The 5th Anti-Money Laundering Directive(1) (5AMLD) introduced in 2018 a first set of anti-money laundering requirements related to virtual currencies. Meanwhile, the Financial Action Task Force (FATF) adopted in October 2018 broader definitions of ‘virtual assets’ and ‘virtual asset service providers’(2). In addition, the Commission published in July 2019 its second Supranational Risk Assessment Report(3), in which the level of threat related to virtual currencies and virtual assets was considered as significant for both money laundering and terrorism financing.

The Commission plans to propose new legislative proposals in the first quarter of 2021 to ensure a more comprehensive EU policy on preventing money laundering and countering the financing of terrorism (AML/CFT). Work at international level would suggest a need to expand the scope of sector or entities covered by AML/CFT to all virtual assets providers.

The Commission intends to come forward with a legislative initiative on crypto-assets(4) in the third quarter of 2020. To prepare this initiative, the Commission carried out a public consultation between December 2019 and March 2020.
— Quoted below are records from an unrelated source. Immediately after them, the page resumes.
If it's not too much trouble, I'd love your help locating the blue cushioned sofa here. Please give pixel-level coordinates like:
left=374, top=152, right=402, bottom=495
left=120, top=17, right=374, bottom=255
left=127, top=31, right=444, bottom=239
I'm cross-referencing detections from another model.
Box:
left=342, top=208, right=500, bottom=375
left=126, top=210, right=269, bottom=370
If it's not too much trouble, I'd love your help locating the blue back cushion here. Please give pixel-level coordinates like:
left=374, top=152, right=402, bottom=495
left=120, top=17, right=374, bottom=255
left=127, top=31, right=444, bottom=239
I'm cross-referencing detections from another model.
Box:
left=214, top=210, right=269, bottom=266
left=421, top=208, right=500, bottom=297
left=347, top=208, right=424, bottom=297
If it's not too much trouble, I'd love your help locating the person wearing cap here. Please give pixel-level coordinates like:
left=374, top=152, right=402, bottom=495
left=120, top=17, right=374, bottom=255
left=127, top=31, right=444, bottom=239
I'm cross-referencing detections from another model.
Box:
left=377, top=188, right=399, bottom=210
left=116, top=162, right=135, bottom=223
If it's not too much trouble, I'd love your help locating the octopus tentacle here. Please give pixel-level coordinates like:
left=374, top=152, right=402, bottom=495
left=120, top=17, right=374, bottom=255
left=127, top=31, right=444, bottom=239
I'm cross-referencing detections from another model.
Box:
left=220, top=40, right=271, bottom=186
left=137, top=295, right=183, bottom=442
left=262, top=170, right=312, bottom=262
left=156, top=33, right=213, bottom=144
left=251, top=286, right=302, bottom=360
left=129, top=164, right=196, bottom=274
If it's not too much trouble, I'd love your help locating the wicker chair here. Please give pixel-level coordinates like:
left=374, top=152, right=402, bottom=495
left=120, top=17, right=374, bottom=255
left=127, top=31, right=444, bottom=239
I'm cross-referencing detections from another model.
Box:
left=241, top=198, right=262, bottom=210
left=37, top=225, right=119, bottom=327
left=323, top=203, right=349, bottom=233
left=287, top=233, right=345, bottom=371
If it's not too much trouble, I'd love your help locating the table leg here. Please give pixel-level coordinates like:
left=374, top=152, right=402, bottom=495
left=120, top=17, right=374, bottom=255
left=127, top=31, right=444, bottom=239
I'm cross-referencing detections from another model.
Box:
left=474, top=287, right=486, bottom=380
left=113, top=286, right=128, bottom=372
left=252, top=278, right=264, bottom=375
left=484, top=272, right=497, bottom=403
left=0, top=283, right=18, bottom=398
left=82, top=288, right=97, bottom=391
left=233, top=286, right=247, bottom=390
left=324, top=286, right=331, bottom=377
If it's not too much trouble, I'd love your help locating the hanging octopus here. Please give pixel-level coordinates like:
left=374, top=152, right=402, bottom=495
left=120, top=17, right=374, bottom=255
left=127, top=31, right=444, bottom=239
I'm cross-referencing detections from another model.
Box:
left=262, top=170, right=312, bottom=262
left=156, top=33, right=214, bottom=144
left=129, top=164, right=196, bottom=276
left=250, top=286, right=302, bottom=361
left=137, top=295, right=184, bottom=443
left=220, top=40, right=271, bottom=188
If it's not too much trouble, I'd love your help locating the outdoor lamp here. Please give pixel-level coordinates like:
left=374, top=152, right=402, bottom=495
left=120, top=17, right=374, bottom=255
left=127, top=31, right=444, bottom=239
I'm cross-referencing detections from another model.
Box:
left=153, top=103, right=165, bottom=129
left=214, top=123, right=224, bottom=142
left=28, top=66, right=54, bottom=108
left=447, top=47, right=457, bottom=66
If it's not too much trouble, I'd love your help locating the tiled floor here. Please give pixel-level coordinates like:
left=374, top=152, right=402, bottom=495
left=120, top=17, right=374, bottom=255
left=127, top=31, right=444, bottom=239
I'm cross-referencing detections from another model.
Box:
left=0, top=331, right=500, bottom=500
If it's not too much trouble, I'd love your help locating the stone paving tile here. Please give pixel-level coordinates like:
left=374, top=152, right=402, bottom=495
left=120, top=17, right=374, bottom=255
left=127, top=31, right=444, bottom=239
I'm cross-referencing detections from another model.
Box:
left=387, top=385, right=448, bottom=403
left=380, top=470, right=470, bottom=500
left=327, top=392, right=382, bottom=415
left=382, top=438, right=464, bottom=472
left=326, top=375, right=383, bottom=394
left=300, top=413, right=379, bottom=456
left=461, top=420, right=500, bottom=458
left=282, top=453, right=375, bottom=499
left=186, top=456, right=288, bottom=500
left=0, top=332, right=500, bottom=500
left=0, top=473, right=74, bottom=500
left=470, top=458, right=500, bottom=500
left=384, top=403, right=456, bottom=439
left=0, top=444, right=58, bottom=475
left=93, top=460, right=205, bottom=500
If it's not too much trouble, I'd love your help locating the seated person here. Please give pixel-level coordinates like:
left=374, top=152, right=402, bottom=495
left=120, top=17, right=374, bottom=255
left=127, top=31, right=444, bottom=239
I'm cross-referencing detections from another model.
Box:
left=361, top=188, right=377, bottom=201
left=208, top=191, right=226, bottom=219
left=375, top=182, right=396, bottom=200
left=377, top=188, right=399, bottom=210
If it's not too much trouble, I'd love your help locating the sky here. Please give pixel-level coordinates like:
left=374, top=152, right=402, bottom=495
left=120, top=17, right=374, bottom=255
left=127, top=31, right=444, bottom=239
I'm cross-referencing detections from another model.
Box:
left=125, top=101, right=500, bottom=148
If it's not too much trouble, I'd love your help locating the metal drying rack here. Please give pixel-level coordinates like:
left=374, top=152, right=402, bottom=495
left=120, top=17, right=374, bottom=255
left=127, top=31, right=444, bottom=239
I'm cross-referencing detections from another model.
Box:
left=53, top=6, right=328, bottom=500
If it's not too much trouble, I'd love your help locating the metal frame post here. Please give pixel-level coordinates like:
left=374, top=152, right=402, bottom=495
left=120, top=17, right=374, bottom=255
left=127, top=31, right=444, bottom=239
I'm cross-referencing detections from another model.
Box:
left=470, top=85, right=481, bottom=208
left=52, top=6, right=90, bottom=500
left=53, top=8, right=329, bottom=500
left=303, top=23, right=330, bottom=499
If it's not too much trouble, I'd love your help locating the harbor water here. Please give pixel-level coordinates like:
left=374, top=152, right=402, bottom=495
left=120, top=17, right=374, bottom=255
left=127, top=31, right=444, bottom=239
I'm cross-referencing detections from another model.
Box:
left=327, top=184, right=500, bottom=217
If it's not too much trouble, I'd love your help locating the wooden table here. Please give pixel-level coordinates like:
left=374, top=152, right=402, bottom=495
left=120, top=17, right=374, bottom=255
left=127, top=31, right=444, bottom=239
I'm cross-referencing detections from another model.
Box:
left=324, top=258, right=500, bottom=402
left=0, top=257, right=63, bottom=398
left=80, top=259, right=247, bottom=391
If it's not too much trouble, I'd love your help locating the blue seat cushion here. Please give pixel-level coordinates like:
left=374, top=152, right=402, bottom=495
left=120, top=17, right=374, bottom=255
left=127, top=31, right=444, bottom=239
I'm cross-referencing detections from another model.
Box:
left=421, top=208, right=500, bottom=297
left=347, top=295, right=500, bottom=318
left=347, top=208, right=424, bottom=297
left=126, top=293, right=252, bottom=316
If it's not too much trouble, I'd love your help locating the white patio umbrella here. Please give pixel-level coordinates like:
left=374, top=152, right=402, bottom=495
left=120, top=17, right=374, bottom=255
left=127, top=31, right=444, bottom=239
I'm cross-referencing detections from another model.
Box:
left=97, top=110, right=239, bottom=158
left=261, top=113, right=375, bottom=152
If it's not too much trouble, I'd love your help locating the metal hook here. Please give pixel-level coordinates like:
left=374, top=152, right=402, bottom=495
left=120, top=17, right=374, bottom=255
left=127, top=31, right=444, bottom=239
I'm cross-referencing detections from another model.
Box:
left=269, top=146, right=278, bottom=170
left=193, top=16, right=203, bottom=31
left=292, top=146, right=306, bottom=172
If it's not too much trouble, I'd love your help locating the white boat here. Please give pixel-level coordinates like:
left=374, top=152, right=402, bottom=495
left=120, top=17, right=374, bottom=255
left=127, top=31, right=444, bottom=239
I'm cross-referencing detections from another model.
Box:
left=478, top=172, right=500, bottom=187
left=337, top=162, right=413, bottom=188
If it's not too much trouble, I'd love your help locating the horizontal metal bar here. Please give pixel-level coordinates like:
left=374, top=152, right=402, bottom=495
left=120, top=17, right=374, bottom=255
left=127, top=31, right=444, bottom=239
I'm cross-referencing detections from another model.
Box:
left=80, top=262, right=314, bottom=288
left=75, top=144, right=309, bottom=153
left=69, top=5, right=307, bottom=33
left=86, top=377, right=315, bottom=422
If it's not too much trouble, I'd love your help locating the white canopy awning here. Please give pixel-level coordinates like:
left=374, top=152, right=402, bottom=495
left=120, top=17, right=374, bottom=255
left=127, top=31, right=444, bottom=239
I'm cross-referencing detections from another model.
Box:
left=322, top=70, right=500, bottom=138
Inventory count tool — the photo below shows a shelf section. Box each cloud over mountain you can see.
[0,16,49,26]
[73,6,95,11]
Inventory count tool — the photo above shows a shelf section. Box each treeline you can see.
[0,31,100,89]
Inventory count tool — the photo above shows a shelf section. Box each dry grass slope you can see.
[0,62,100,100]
This consultation had a dedicated section on AML/CFT aspects of crypto-assets. In particular, it asked for stakeholders’ views on the need to align the definition used in the EU AML/CFT framework with the FATF recommendation or with a ‘crypto-asset’ definition. The Commission will take those stakeholders’ views into account when preparing its impact assessment and legislative proposal.

(1)Directive (EU) 2018/843 of the European Parliament and of the Council of 30 May 2018 amending Directive (EU) 2015/849 on the prevention of the use of the financial system for the purposes of money laundering or terrorist financing, and amending Directives 2009/138/EC and 2013/36/EU, OJ L 156, 19.6.2018.
(2)See Outcomes of the FATF Plenary, 17-19 October 2018, http://www.fatf-gafi.org/publications/fatfgeneral/documents/outcomes-plenary-october-2018.html .
(3)Report from the Commission to the European Parliament and the Council on the assessment of the risk of money laundering and terrorist financing affecting the internal market and relating cross-border activities, COM(2019) 370 final, 24.7.2019.